Pivi, who also left Iran for Dubai three years ago, said the message her parents convey when they call her each day is the one she tries to hold onto: “We are scared, but we are hopeful.”
Some friends have told her they are skiing outside Tehran, insisting they must continue to live. Most, however, are more like her mother, who is often too nervous to walk the 10 minutes to her grandmother’s house, fearful of IRGC supporters who look like they could be 12.
Pivi said that her family, which has a long history of backing the resistance, supports Reza Pahlavi — the eldest son of Mohammad Reza Pahlavi, the last shah of Iran — returning to the country and leading a democratic transition. But the current fear and uncertainty make it hard to envision that transition, she said.
Many in the older generations who have lived through war said they never thought that intervention by the U.S., or any foreign power, could bring about positive change in Iran.
“People were naive,” Namazi said. “They thought they could invite a foreign power in and then have their country liberated.”

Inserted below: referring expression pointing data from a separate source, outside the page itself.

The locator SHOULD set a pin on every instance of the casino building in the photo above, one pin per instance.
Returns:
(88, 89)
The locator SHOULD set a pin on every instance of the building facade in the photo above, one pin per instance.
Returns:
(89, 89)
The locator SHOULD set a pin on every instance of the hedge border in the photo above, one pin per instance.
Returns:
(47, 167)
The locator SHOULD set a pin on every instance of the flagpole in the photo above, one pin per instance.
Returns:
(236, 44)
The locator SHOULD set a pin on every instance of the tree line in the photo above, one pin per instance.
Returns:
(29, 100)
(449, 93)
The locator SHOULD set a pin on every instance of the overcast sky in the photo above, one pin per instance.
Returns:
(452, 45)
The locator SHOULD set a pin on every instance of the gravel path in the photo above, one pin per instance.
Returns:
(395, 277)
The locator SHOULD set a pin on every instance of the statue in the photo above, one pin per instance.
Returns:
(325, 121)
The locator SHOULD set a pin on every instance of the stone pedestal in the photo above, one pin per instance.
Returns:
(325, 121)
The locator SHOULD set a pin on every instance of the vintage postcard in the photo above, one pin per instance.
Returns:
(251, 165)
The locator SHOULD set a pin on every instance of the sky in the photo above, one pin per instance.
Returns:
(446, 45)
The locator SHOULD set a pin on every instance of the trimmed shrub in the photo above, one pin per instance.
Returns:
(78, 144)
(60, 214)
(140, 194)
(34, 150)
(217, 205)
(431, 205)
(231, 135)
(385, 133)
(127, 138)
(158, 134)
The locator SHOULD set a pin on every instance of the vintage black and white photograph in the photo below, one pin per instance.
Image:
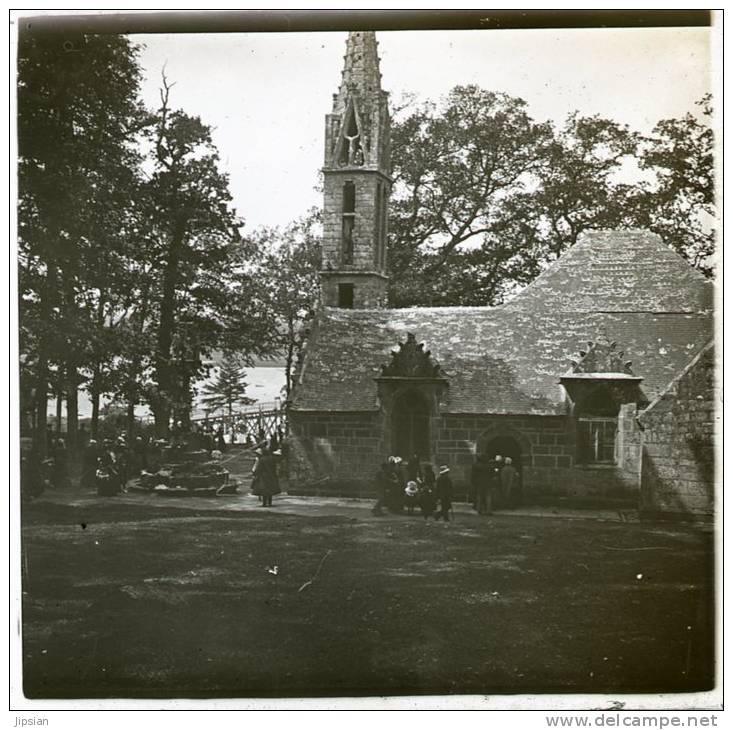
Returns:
(367, 355)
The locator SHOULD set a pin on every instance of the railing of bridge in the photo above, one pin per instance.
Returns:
(252, 424)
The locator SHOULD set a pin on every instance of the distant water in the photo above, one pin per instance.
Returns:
(264, 385)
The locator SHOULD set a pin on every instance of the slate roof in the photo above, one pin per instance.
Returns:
(625, 285)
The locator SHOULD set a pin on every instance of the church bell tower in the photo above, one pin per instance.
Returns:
(357, 183)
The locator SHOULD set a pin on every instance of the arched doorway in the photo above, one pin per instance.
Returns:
(411, 425)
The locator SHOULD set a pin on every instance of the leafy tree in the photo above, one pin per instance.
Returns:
(456, 167)
(77, 119)
(288, 279)
(228, 388)
(679, 204)
(484, 196)
(194, 230)
(578, 183)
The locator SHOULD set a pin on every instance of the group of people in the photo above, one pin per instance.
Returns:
(495, 483)
(413, 484)
(410, 485)
(108, 464)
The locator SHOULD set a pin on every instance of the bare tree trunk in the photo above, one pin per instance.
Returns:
(163, 366)
(59, 409)
(289, 357)
(94, 394)
(72, 407)
(41, 408)
(130, 417)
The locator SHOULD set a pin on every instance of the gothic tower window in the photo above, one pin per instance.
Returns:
(378, 225)
(348, 217)
(383, 229)
(346, 296)
(351, 151)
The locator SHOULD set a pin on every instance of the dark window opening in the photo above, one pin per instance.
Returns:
(351, 151)
(349, 203)
(347, 239)
(597, 440)
(411, 426)
(597, 428)
(348, 220)
(383, 229)
(378, 226)
(346, 296)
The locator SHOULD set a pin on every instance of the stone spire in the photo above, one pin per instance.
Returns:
(360, 74)
(356, 182)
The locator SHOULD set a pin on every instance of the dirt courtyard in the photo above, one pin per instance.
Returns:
(129, 600)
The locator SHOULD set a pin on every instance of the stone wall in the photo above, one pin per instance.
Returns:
(333, 453)
(548, 453)
(347, 448)
(678, 459)
(370, 290)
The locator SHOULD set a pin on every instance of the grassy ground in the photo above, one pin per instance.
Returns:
(134, 601)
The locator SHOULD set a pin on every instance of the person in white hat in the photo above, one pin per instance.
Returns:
(411, 496)
(444, 489)
(509, 482)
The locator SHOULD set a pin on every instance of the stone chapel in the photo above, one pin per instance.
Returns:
(597, 379)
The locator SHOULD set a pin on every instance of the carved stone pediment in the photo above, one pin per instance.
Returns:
(412, 360)
(602, 356)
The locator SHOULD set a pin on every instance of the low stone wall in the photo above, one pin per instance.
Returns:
(334, 453)
(678, 459)
(339, 453)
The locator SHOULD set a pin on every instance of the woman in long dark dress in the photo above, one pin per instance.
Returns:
(266, 483)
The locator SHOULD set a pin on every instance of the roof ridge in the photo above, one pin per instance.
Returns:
(675, 380)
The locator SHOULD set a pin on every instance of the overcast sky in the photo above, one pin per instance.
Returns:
(266, 94)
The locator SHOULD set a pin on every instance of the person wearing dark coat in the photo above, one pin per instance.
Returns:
(89, 464)
(265, 483)
(444, 491)
(481, 478)
(427, 499)
(60, 465)
(509, 478)
(383, 483)
(397, 483)
(413, 469)
(495, 478)
(220, 442)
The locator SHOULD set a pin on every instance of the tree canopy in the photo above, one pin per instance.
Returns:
(484, 196)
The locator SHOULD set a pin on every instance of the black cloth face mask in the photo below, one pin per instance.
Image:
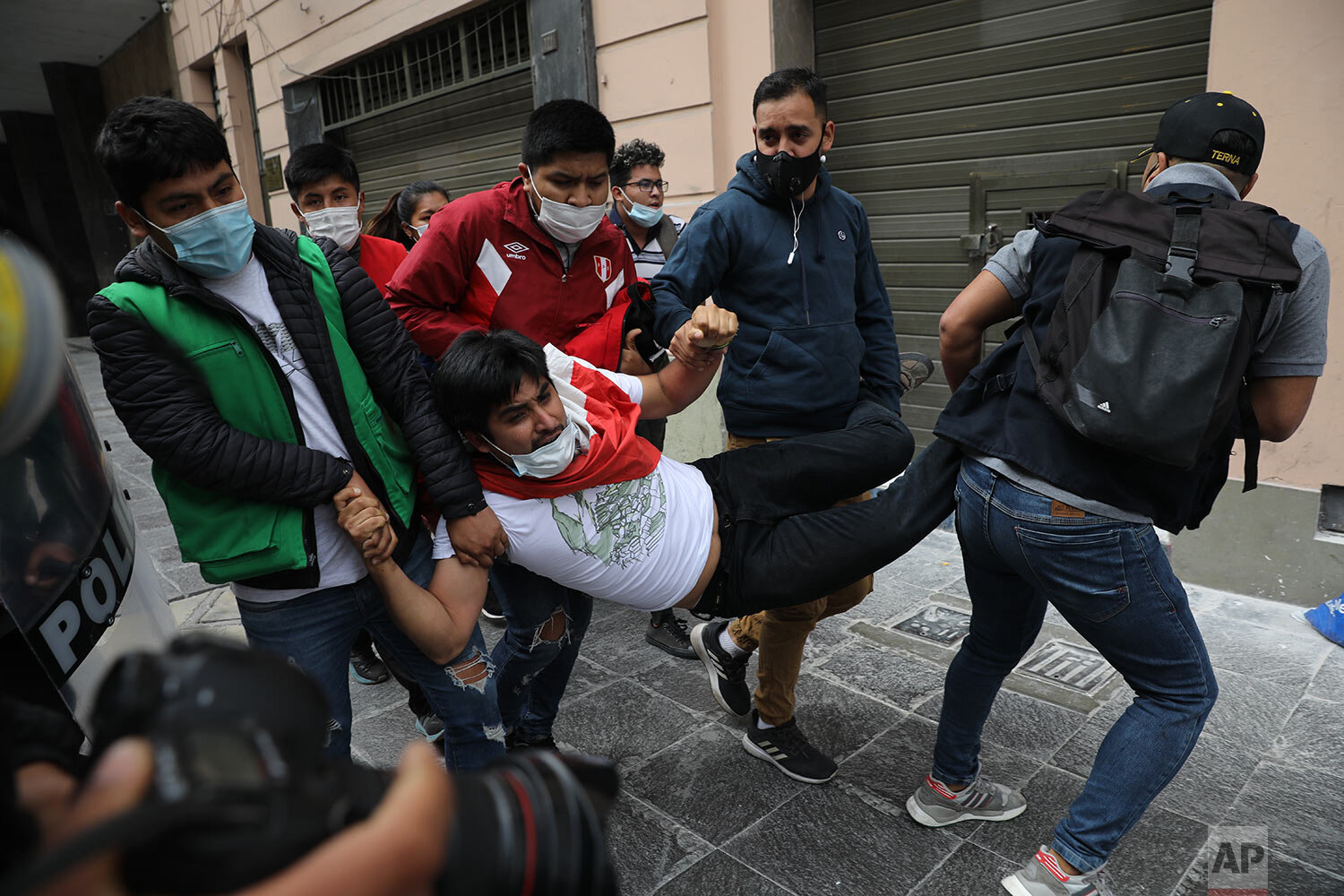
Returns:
(788, 175)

Maryam said that anyone “who has lived through war did not want this to happen.”
“Those who have lived through war know there is no winner,” she said. “And no one who attacks Iran could be our savior.”
Amin Ebra, 41, who is the chef of Iranish and a co-owner with Namazi, said he spends his days in a state of suspension — feeling that the experience he and other Iranians are having of the war is different from others in Dubai.
“I don’t know sometimes whether I want to laugh or to cry,” Ebra said, noting that he is not sure what to expect when Iranians gather for Nowruz, or Persian new year, on Friday. He said he wanted to believe that a new future for a freer Iran was possible when the strikes began but now feels more despair.
“In trying to obtain freedom, they are destroying a country,” he said of the U.S. and Israel. “The Taliban left, and the Taliban came back. No one can say this will be different.”